El Salvador is taking concrete steps to align its coffee production with the European Union’s Deforestation-Free Regulation (EUDR), which will soon become a key requirement for accessing one of its most important export markets. According to the Salvadoran Coffee Institute (ISC), a pilot program launched in partnership with the International Trade Centre has already registered 47 exporters in the Deforestation-Free Trade Gateway (DFTG). In addition, 282 Salvadoran coffee farms have been identified as traceable origins within the platform, while 14 exporters and 30 producers have submitted official documentation.
The EUDR entered into force in 2023 and was initially expected to be enforced in December 2024. However, the EU granted a transitional period. Large and medium-sized companies must comply by December 30, 2025, while small and micro producers will have until June 30, 2026.
The Salvadoran Coffee Institute emphasized that the initiative aims to ensure full regulatory evidence. “We are working jointly with the Ministry of Environment and Natural Resources to establish procedures for issuing deforestation-free certificates to coffee farms,” the institution stated in its latest annual report.

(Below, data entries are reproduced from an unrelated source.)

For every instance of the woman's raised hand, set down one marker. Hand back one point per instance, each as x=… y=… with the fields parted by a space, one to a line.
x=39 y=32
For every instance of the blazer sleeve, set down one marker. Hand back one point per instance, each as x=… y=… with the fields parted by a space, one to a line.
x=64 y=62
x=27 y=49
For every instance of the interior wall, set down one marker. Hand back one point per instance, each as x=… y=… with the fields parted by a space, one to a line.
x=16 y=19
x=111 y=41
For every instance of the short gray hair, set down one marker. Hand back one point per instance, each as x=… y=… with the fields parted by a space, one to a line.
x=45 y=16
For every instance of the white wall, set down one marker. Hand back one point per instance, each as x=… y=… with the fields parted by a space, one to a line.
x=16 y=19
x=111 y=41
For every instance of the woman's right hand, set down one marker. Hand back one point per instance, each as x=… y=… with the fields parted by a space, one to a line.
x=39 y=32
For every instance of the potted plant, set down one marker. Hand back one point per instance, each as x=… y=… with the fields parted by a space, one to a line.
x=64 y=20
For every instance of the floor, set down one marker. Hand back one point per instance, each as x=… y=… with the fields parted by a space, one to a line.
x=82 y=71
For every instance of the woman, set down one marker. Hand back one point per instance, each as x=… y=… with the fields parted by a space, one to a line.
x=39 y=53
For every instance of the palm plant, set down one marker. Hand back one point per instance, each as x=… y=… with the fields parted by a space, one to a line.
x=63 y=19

Europe remains a key destination for Salvadoran coffee exports. During the 2024–2025 cycle, 26.6 percent of total exports were shipped to European markets at an average price of $302.62 per quintal, higher than the average received in North America. Data from the Central Reserve Bank shows that Belgium alone purchased $20.2 million worth of Salvadoran coffee between January and September 2025, followed by Germany with $8.02 million and Italy with $7.1 million.